Ilicia Silverman, 33, of New York, a software executive, said she lost 22 pounds
in the year since she began training to get back in shape after back surgery.
"My clothes fit differently," she said, "my midsection has shrunk
and I have more definition in my arms and thighs."
Group exercise classes often incorporate functional fitness techniques. At the
Minerals Sports Club at the Crystal Springs Spa and Golf Resort in Vernon, N.J.,
Caite Fitzgerald, the fitness director, said she had replaced 1980's-style body
sculpting classes with functional training workouts using stability balls and
light weights. "Rather than the old below-the-belt abs-and-buns classes
of the 80's and 90's, now we're talking about head-to-toe fitness," Ms.
Fitzgerald said. "It's about how the whole body moves, not just the inner
thigh or abs."
All the workouts in the world won't mean anything if you don't change the way
you move on a daily basis, said Dr.
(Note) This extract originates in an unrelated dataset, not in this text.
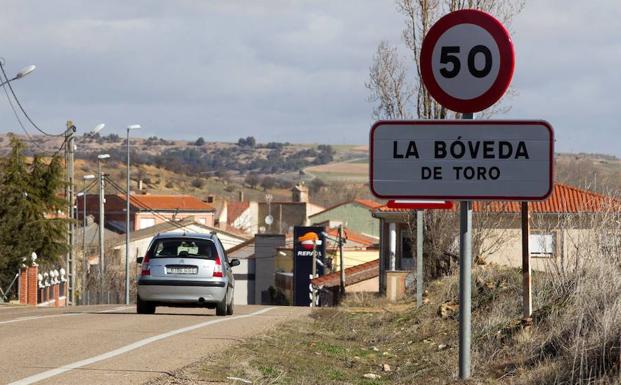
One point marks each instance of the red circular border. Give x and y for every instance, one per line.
x=507, y=60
Elisabeth A. Lachmann, a professor of rehabilitation
medicine at the Weill Medical College of Cornell University in New York. "While
it's important to strengthen the core," she said. "you also need to
sit, stand and get out of bed in ways that don't strain the body, and change
the parts of the environment that contribute to any aches or pains."
Among Dr. Lachmann's tips: "At the computer, sit on an adjustable chair,
knees higher than your hips, feet on a footrest to allow your back to maintain
a natural arch. If driving for long periods of time, sit close to the steering
wheel, and get out and walk from time to time, if possible. Vacuum or mop with
your knees bent. When you reach for an object, use a stepstool. When you move
furniture, try to push rather than pull."
In other words, try combining functional training with changes in the way you
function. The results could stay with you for a lifetime.